Le portrait qui se dérobe ou l’horizon de la peinture
Marc-Henri Arfeux s’impose peu à peu comme un écrivain de premier plan. Ici, à travers son peintre-narrateur, il « expose » comment tout ce qu’un artiste tente de montrer et ce qu’un écrivain veut exprimer reste à la fois ce qui ne cesse de fuir et reste à l’état de note en marge ou en esquisse d’un texte ou d’une image effacé. Nous pouvons cependant, d’après le sens du livre, déduire ce que devrait être le sens du portrait même s’il reste toujours un doute et que les sens possibles sont multiples. En onze temps L’éloignement devient un paradoxal d’exercice d’apparition.
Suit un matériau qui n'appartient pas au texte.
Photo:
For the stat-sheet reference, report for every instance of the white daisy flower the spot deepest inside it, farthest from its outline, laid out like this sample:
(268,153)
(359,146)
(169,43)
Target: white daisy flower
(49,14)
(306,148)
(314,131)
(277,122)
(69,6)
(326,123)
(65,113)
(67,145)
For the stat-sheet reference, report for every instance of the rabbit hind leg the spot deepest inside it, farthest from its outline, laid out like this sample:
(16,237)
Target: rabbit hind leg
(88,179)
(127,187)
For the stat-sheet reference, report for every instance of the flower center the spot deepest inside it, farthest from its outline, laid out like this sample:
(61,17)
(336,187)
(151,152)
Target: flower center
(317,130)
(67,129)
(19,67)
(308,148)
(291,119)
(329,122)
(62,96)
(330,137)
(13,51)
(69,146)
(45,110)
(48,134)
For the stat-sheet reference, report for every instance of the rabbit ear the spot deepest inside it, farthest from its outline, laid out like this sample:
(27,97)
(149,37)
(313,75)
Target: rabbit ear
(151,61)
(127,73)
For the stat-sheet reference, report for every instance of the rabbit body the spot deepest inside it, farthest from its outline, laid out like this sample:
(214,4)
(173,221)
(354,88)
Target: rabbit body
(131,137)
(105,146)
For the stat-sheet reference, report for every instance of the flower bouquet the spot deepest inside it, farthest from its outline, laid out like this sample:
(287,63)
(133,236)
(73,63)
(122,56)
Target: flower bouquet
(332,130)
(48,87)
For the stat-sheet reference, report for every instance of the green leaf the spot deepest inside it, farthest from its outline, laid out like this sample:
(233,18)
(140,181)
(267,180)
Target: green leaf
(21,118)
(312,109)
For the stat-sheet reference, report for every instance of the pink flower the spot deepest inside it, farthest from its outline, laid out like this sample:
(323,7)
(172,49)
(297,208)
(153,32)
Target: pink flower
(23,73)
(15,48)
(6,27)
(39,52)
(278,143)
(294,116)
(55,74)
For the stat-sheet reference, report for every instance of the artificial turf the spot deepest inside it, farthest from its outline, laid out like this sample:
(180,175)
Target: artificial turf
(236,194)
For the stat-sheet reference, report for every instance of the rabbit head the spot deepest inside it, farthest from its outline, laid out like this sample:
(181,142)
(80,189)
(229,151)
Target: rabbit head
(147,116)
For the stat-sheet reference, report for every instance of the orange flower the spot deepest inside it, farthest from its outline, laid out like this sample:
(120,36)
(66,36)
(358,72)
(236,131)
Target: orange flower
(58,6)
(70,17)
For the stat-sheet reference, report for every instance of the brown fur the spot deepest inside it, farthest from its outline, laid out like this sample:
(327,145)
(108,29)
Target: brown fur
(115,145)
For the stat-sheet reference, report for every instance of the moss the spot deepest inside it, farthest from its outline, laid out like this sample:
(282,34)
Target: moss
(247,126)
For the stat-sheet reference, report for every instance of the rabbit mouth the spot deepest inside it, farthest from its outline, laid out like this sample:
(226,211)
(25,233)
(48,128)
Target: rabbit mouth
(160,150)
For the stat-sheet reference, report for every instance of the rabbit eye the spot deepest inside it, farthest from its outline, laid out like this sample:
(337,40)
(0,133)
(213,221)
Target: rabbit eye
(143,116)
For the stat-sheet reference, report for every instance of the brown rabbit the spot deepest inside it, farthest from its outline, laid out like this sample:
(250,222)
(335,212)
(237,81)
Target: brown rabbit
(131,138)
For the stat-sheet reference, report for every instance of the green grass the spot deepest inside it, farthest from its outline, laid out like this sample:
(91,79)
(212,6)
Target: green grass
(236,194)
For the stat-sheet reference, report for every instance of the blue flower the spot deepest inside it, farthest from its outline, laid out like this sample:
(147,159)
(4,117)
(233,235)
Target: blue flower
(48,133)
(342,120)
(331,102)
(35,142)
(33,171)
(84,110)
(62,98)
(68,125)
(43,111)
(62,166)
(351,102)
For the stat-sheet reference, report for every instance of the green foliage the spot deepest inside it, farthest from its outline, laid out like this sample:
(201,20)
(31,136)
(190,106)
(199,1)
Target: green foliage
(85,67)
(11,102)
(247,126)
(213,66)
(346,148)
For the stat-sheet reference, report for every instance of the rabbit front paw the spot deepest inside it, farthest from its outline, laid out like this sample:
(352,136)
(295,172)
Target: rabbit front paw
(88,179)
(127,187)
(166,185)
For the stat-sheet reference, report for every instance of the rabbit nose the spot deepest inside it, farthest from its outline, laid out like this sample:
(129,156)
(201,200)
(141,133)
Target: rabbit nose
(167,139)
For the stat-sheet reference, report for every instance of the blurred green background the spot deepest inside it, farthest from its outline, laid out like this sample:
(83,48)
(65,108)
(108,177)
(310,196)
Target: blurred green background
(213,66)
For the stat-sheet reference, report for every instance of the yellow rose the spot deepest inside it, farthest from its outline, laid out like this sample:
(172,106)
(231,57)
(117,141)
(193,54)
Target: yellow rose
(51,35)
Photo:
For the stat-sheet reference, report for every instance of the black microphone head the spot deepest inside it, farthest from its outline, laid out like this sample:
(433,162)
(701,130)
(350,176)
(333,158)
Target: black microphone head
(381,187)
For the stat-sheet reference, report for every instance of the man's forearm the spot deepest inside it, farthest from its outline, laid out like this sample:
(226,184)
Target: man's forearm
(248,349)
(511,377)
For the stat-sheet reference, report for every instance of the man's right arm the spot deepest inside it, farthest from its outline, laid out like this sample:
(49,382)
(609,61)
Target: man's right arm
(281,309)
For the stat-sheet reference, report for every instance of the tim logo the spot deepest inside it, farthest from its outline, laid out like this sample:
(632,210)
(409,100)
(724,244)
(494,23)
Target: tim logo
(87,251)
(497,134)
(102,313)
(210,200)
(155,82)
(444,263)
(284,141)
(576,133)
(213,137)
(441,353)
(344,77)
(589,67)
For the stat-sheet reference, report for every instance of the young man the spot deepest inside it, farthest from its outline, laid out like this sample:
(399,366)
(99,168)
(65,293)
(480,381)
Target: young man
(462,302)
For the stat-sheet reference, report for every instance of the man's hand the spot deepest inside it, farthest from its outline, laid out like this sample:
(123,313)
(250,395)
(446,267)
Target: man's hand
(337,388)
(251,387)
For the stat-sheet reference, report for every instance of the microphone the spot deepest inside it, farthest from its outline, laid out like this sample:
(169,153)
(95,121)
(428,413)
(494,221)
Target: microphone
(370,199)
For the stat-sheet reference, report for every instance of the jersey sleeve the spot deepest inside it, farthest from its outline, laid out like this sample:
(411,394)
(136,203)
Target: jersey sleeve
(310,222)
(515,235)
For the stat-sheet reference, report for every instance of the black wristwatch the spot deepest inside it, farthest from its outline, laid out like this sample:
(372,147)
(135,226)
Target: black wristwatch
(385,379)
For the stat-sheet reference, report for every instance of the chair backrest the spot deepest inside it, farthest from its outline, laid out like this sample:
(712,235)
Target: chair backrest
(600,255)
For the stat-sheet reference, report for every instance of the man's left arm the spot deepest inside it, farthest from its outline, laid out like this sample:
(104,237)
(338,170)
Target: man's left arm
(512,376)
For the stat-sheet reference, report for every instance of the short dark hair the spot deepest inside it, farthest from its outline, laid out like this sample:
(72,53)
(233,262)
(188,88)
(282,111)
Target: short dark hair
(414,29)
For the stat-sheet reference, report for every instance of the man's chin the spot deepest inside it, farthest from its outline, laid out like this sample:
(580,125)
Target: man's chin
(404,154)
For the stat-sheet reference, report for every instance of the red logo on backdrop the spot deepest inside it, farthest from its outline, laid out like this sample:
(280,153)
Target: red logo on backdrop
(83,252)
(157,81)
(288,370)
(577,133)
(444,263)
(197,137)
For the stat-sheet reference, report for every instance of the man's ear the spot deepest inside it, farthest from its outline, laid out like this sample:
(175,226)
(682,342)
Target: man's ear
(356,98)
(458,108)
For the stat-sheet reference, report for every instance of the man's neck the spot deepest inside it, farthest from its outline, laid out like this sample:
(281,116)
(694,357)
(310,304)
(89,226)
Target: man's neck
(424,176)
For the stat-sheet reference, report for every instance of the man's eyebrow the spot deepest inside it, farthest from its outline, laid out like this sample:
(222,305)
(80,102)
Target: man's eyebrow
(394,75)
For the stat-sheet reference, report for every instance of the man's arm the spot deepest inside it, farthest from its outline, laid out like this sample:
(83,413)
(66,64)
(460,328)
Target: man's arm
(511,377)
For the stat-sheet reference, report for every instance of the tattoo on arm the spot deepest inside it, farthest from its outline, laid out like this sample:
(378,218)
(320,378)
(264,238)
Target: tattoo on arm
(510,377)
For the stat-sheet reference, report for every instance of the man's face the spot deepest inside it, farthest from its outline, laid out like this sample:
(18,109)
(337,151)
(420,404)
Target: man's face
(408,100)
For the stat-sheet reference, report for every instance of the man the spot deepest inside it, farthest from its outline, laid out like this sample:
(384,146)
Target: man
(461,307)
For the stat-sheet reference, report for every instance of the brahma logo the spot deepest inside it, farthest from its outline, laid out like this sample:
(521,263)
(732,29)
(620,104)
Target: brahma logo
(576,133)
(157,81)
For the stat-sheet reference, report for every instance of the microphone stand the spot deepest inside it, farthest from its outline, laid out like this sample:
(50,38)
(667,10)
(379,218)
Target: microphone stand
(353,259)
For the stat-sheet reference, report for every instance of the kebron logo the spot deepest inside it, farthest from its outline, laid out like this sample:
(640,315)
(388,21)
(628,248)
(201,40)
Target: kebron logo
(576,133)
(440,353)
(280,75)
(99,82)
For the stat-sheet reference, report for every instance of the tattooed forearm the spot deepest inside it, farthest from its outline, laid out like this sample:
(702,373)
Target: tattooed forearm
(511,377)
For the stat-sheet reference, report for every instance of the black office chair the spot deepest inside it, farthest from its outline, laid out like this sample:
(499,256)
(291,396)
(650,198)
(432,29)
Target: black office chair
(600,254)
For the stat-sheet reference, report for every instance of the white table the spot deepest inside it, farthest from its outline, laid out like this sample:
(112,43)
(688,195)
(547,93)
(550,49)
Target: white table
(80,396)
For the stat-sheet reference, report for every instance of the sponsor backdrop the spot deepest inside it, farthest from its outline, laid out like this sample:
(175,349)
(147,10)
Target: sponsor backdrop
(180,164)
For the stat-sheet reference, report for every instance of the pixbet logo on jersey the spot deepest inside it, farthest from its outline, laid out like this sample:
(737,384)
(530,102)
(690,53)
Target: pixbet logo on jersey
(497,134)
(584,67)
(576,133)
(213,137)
L’image comme l’être s’y appelle en tout un jeu de déplacements par lesquels le narrateur cultive l’espoir d’une apparition impossible. Celle qui recule à mesure qu’il s’avance vers elle.
Le lieu même du livre prouve que l’espace est à l’intérieur de l’espace. Il n’est pas à l’intérieur des choses. C’est ce qui lui donne toute sa présence. L’espace qu’il n’est pas là se donne tout à lui. C’est pourquoi Arfeux invente un monologue intérieur dans lequel la voix descend de la tête lorsque les images s’y frayent un chemin (de désir). Certains éléments en sont les acteurs, les captifs, les ravis de la crèche. Ils se placent là, égrainent le temps, le relient. Le caressent parfois. Surgit ce qui peut être ni pensé, ni dit.
La tête est chercheuse, elle est en feu avant de raison garder (ou presque) à la fin du livre. Mais de ce dernier l’espace reste soufflé entre survivances et hantises.
jean-paul gavard-perret
Marc-Henri Arfeux, L’éloignement, éditions du Littéraire, 2014, 95 p. - 13,00 €.